Театр как место связей людей друг с другом и спектакль как срежиссированная ситуация встречи — идеальное место «пошерить» чужой опыт с присутствующими. Можно ли через прохождение сквозь такого рода «ситуацию» восстановить чувство самости — вопрос функционала современного театра принципиален, потому что является прикладным и философским одновременно. Чего-то такого от искусства ждут сегодня его эмансипированные, но хрупкие потребители-участники. Делая травму объектом своего исследования (или инспирацией), художник взращивает в человеке критическое отношение к притворяющимися нормальными вещам — вроде насилия, скрытого проявления власти или угнетений разных родов и видов.

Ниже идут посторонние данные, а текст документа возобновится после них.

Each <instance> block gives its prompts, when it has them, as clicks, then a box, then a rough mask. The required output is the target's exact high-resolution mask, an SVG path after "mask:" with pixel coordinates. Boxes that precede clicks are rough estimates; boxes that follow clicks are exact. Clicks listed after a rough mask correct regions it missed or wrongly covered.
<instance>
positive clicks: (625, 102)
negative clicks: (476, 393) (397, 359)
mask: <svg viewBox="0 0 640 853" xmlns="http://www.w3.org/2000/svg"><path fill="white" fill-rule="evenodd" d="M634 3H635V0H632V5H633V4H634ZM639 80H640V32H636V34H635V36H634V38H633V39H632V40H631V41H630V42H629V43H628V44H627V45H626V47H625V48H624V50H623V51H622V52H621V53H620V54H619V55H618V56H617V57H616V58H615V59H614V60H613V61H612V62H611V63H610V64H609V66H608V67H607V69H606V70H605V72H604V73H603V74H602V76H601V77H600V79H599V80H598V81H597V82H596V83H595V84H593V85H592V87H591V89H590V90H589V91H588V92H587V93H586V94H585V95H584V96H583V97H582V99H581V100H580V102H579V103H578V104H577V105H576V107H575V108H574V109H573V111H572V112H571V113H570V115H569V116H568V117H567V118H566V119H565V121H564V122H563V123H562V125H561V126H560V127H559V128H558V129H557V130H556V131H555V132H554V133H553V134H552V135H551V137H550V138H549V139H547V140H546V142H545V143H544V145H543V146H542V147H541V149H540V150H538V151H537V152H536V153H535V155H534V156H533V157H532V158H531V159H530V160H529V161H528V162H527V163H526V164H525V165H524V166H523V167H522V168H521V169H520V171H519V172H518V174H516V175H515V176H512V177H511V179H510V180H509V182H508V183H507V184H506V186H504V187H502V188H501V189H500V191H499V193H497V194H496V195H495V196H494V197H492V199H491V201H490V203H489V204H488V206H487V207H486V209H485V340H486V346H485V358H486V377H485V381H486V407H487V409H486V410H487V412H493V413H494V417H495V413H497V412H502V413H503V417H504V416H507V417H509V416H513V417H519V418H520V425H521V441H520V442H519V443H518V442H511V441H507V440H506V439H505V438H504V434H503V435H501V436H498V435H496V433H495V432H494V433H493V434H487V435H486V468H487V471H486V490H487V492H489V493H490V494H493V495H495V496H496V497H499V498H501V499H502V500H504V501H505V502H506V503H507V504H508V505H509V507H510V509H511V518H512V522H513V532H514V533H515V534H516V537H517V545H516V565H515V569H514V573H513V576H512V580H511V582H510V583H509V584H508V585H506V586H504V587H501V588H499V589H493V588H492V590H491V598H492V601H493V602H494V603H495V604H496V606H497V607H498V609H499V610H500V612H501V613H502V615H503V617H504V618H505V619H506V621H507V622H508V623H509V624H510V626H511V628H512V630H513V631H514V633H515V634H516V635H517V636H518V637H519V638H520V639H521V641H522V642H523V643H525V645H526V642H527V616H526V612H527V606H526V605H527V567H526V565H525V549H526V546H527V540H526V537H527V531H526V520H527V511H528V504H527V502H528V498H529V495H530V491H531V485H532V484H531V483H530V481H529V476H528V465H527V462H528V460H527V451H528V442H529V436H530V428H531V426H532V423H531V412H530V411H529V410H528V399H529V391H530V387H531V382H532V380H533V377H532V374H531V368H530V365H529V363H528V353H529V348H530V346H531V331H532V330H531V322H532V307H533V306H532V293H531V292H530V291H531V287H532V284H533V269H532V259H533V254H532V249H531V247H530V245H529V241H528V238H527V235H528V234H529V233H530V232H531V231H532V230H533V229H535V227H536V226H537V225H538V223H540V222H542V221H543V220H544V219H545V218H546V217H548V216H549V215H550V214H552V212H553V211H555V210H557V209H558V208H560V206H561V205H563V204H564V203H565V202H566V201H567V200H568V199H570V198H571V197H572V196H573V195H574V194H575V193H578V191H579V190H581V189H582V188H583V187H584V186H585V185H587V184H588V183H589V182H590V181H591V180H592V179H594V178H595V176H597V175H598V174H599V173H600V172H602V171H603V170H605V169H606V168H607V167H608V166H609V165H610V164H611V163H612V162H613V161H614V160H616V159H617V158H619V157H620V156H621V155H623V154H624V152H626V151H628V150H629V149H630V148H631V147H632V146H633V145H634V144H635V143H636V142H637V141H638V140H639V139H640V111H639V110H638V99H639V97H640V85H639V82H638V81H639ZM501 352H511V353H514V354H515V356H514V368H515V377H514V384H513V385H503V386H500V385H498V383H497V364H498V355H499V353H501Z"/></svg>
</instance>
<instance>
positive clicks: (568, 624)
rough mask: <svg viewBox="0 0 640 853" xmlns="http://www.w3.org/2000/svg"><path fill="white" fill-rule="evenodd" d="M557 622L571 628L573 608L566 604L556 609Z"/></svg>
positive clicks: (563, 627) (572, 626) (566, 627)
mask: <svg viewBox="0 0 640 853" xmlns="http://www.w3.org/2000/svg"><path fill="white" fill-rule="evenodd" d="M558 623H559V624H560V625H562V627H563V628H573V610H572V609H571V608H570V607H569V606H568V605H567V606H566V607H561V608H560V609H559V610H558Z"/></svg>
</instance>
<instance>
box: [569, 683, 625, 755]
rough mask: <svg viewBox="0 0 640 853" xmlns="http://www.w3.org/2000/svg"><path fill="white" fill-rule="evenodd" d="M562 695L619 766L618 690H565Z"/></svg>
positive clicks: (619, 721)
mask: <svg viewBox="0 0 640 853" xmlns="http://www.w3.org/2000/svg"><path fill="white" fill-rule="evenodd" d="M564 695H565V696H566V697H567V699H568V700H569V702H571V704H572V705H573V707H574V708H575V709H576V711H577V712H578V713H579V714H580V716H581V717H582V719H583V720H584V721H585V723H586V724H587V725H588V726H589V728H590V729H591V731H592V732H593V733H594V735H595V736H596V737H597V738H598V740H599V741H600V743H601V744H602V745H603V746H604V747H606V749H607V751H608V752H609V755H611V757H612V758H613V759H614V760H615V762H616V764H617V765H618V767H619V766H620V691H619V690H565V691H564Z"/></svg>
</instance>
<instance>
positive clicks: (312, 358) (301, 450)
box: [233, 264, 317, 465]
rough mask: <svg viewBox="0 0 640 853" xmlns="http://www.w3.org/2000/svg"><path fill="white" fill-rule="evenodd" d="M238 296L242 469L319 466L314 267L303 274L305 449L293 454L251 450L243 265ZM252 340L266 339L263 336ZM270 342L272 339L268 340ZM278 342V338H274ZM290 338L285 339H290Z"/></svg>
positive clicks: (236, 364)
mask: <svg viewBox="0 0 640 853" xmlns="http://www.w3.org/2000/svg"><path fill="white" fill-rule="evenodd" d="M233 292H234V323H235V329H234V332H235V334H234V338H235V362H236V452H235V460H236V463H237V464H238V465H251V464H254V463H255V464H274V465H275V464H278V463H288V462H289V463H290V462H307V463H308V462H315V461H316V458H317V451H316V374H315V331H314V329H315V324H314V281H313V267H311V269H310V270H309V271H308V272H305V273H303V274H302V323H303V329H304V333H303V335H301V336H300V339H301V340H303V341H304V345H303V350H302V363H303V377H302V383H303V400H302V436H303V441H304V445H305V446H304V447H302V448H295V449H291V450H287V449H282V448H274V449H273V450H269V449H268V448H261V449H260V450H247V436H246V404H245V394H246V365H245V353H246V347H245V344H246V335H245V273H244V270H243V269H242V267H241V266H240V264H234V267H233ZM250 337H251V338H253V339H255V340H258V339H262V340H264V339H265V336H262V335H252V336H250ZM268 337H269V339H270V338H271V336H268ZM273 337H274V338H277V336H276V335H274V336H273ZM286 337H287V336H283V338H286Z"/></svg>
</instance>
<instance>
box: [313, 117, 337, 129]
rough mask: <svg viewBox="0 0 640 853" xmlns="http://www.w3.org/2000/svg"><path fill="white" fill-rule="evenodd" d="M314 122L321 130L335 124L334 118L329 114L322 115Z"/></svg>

В истории театра множество примеров работы с травмой в ключе психодрамы: с прямым или отложенным терапевтическим эффектом, который возможен именно потому, что спектакль дает возможность проиграть ситуацию заново, и потому, что в генезисе театра есть момент преображения — ты на время можешь стать кем-то другим, а значит, и за пределами спектакля пошатнуть свои привычки и перестать стыдиться произошедшего или бояться о нем вспоминать. Николай Евреинов в текстах о терапевтическом аспекте театральной деятельности и практических опытах на этом поле напоминает, что в игре — спасение. Не только от обыденности, но и от пережитой травмы. В спектакле 1921 года «Так было — так не было», сделанном силами учеников и учителей петроградской Единой трудовой школы, предпринималась попытка изжить конфликт, возникший на почве перекрестных влюбленностей в одну девушку. Об успехе затеи есть разные, противоречащие друг другу свидетельства; нас интересует интенция Евреинова, теоретика и режиссера, верившего в целительную силу «автобио-реконструктивной маски» и в возможность восстановить разрушенные связи между детьми через их проигрывание на сцене. Интересно, что эти связи могут быть сымитированы в рамках театрального спектакля, но польза от такого спектакля была реальной. Евреинов — в духе жизнетворческих настроений своего времени — верил в отсутствие границ между искусством и жизнью. Сегодня эта идея воплотилась в реальность, потому что театр прошел и усвоил опыт американского и европейского перформанса. Но речь не только о снятии границ: речь о том, как сегодня, с поправкой на изменившийся контекст, выглядит евреиновская идея «пользы» театра для переживших травму — человека/комьюнити/народа.

«Пять легких пьес», 2019

В 2019 году Мило Рау сделал спектакль «Пять легких пьес» — полудокументальное, полуигровое исследование дела бельгийского маньяка Дютру, который умертвил нескольких девочек-подростков в подвале своего дома. Спектакль, поделенный на короткие главки, работал с разным уровнем травм. Например, с тем, который пережили собственно жертвы: насколько вообще возможно понять, что именно пережито было узницами подземелья, — вопрос. Рау использовал фрагменты дневника одной из них. С нечеловеческим напряжением, через которое прошли их родители: в спектакле была сцена в доме родителей одной из девочек, которые ждали решающего звонка полиции. С травмой и стыдом, которое почувствовало бельгийское общество, в 1996-м вышедшее протестовать против халатности полиции, упустившей Дютру, и в целом против коррумпированного правительства. (Акция называлась «Белый марш» и в определенном смысле стала символическим выражением бельгийской идентичности.) Наконец, с личной травмой преступника, воспоминания отца которого перемещают зрителей в африканское детство Дютру, который жил с родителями в Конго, экс-колонии Бельгии. В «невозможном детском спектакле», как аттестует свою работу сам Рау, проделывалась очень непрямая, противоречивая и болезненная работа с травмой. Спектакль никого не лечил — напротив, открывал новые источники вдохновения в жестоком, невозможном, бесчеловечном. И ставил перед обезоруживающим фактом: зло повсеместно, справедливости нет, возмездия и раскаяния — тоже. Дети, играющие ровесников, попавших в лапы маньяка, легкомысленны, а режиссер, который «ставит» это театральное расследование, способен нарушить этические нормы ради того, чтобы снять девочку на камеру.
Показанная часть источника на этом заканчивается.